That's all I can do lately. When I'm not writing, I'm reading - YA novels, mostly. Novels about fae in modern times, girls cursed by Elfin Knights, boys suffering from iron poisoning. I even read backward in the trilogy by Holly Black, and discovered a girl with a shaved head who fell in love with a gallant troll. These are all good faerie-themed books I'd recommend to others interested in the subject, not to mention the genre. (see my list below)
YA is subtly being insinuated by fae, though it's not nearly as pervasive as the hefty heap of vampire and werewolf-themed books falling off the shelves. The supernatural is big, though. Witches, elves, faeries, ghosts, vampires. Shadowy things are all over. Modern shadowy things, dystopian shadowy things. But I haven't seen too many victorian shadowy things. And nothing like Alice in Wonderland since Frank Beddor's books. Coraline is very close, and had a bit of that feeling. Gaiman seems to be able to create a world similar to the children's classics I've come to love so much. Tim Burton also does a pretty wonderful job with the creepiness factor. But as far as the atmosphere I'm crafting in my story series, I haven't seen anything like it. That's a good thing. It means that when I publish, no one will have anything close.
I continue to read, and to admire the attention and research writers of 'YA-fae' stories show me in their work. I love how they pull me into their character's frame of mind. I loved the dark underbelly, the damp, moldy former-elegance of the House of Chaos in The Replacement by Brenna Yovanoff. I loved the puzzled anxiety, and passionate fervor when Lucy sought to fulfill the Impossible Tasks in Nancy Werlin's Impossible.
The last book I finished was Werlin's, finished today a few hours ago. It's one of those books that you just don't want to put down. Once you find out about the Impossible Tasks, you simply can't wait until Lucy tries to tackle them. And you cheer her on to succeed. You fear for her and her entire family line if she doesn't.

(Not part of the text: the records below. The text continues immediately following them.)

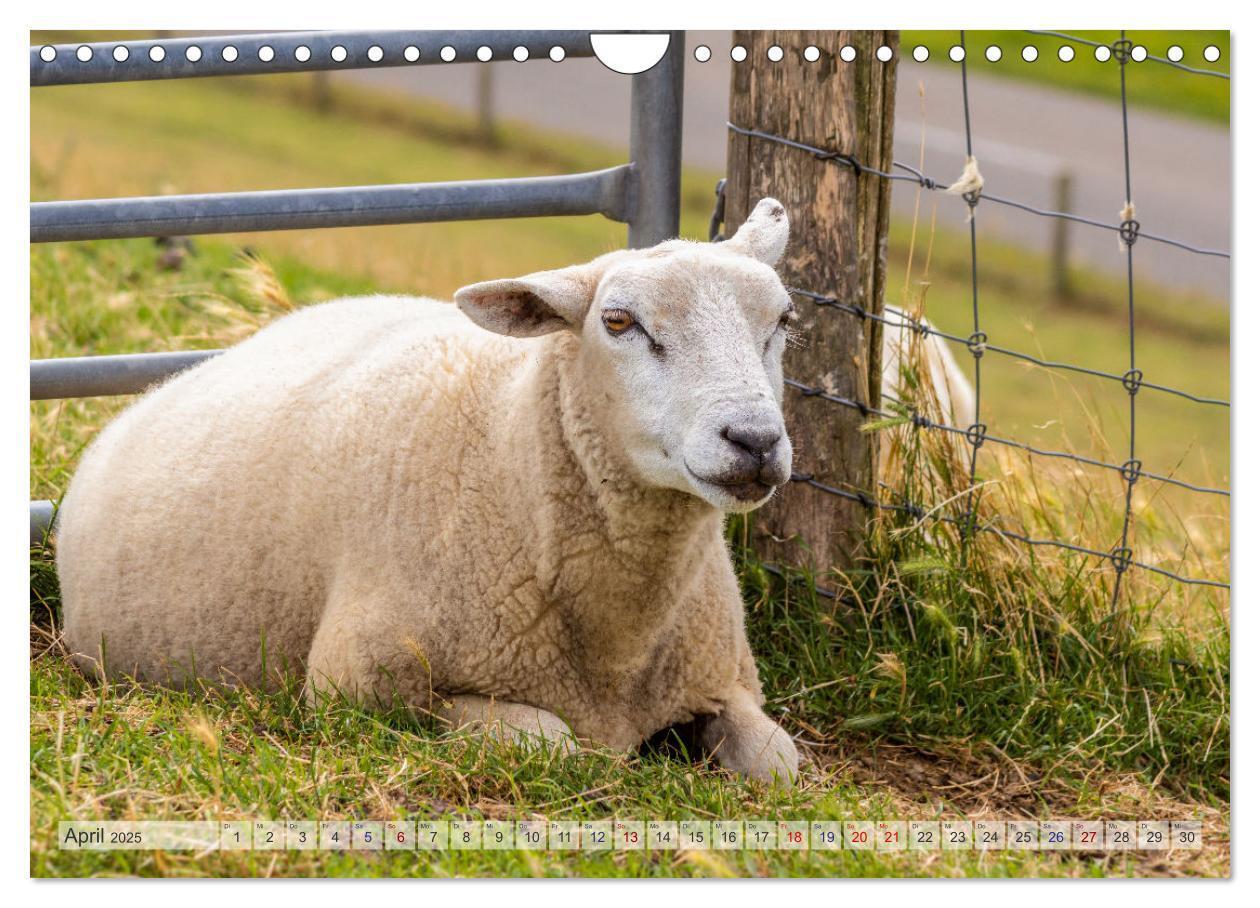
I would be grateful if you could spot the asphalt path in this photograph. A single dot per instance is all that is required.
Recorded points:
(1025, 136)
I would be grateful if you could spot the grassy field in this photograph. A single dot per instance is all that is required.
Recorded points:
(1151, 83)
(941, 683)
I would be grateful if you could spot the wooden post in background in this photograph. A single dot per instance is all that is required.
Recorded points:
(839, 228)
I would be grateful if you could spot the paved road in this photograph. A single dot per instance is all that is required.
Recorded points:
(1023, 135)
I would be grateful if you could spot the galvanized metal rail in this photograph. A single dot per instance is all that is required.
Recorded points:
(292, 52)
(601, 192)
(643, 193)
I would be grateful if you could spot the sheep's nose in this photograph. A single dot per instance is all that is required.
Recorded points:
(757, 441)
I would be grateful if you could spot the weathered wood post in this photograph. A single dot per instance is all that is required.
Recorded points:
(839, 228)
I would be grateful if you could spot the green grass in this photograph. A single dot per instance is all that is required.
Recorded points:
(1152, 85)
(978, 664)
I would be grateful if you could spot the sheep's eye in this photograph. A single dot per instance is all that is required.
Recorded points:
(618, 320)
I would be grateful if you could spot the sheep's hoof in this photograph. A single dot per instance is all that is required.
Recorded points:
(548, 732)
(757, 749)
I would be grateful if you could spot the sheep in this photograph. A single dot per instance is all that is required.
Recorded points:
(505, 513)
(508, 513)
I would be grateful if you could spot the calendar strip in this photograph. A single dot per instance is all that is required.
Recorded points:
(634, 835)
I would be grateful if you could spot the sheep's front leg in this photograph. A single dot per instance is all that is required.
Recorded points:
(513, 722)
(745, 739)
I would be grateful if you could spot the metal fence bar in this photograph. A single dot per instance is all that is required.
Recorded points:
(292, 52)
(601, 192)
(52, 379)
(657, 147)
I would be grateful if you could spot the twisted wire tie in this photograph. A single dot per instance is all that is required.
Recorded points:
(1120, 557)
(823, 155)
(1130, 470)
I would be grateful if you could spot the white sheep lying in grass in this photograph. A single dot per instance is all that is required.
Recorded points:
(524, 535)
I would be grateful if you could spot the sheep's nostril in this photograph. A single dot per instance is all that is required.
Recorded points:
(756, 440)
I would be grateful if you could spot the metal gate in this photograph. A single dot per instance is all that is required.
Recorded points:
(643, 193)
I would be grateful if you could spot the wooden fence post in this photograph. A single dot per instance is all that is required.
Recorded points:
(839, 229)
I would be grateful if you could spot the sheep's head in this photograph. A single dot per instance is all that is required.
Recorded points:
(682, 348)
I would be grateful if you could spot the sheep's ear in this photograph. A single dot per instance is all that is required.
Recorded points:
(764, 236)
(532, 305)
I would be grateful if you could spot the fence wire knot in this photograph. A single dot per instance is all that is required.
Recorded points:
(823, 155)
(1130, 470)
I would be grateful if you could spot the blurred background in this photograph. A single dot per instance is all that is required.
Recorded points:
(1046, 134)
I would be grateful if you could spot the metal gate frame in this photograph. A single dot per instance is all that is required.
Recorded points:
(644, 193)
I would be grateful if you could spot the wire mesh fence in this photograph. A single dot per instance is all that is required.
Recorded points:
(1128, 229)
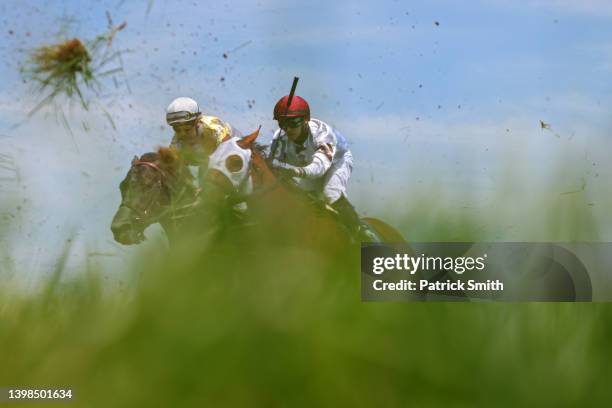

Before that it was The Replacement, and before that the list goes on: Valiant by Holly Black (in her Tithe trilogy), Coraline by Neil Gaiman, The Looking Glass Wars trilogy by Frank Beddor, A Great and Terrible Beauty by Libba Bray (which is the first in her Gemma Doyle Trilogy), and, of course, the Keys to the Kingdom series by Garth Nix which will forever be a favorite now. It was seven books, each dedicated to a day of the week.
Some of these authors were new, with the books I read being their first to be published. I particularly admired Brenna Yovanoff for this. Hers was by far the best first novel I have read in awhile.
I agree with supporting new authors and encouraging others to read their books, since I'll be a new author soon. However, some new authors outshine others. Some you can sense their insecurities, or their propensities in their work and it detracts from it. I was pleased this didn't happen with The Replacement.
I'll keep up with the reading, as well as the writing, and perhaps even post some reviews. Until then, I encourage others to stop by the YA-fae section and see what magical treats they uncover.